No me dieron licencia, tuve que pedirla. Lo informé en la oficina, alguien dijo qué pena y eso fue todo. En la semana siguiente regresé dos veces más a la clínica para confirmar que ya no había restos de mi hijo en mi cuerpo.
¿Y qué pasó luego? diría que no pasó nada. Le contamos a la familia y a algunos cercanos si preguntaban porqué tenía licencia. Fueron días mas bien que transcurrieron en soledad. Después de dos días y un fin de semana, volví al trabajo. Casi ni hablé de lo sucedido asumiendo que son cosas que simplemente pasan. Era algo normal, habitual, común. Lo asumí como tal, algo que simplemente sucede, y en cierto modo es así, sucede pero ya sé que no es normal, habitual ni común, no al menos en el sentido que se le quiere dar. Como si no pasara nada.
Mi entorno cercano incluso más íntimo no fue especialmente empático, habían diferencias de pensamiento. No fue para tanto, ya vendrán otros. Y lo más difícil a lo que sobreponerme, yo misma. Mis pensamientos, mis barreras, mis condicionamientos. Hubiese mandado a la mierda a varias personas y también me hubiese querido sacudir de mis bloqueos internos, los desconocidos.
Mi hijo o mi hija existió, lo estuve gestando dentro de mí con todo mi amor y mi anhelo. Y aunque no lo pude parir lo pude expulsar de mi cuerpo sintiendo su muerte y también su vida. Diluida y fundida con la mía.
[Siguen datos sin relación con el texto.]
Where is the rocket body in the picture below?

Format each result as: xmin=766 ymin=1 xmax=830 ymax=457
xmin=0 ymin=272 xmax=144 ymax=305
He tenido dos embarazos en mi vida; el primero que no llegó a término y otro que me dio la fortuna de conocer el milagro de la vida en su plenitud. Y con ello ahora puedo comprender que el duelo de perder el sueño, el anhelo de dar a luz y abrazar a tu bebé amado no es algo normal, habitual, común. Es parte de la vida, sí, sin duda. Y también sé que suceden muchas cosas en esas experiencias que nos remueven, nos estremecen, nos descolocan. No es algo ordinario, por el contrario, es una tormenta de implicancias desconocidas donde nos sentimos deseosas de ser abrazadas, amadas, cuidadas, respetadas. A todas las familias que de alguna manera estamos unidas o tocadas por esta experiencia nos brinda una oportunidad por descubrir, cualquiera sea, en ese momento o mucho tiempo después.
Mi hijo sabe que no es hijo único ni el mayor, sabe que tuvo un hermano que no llegó a nacer y que él es el hermano menor. Y también sabe que a ambos los amo con mi vida.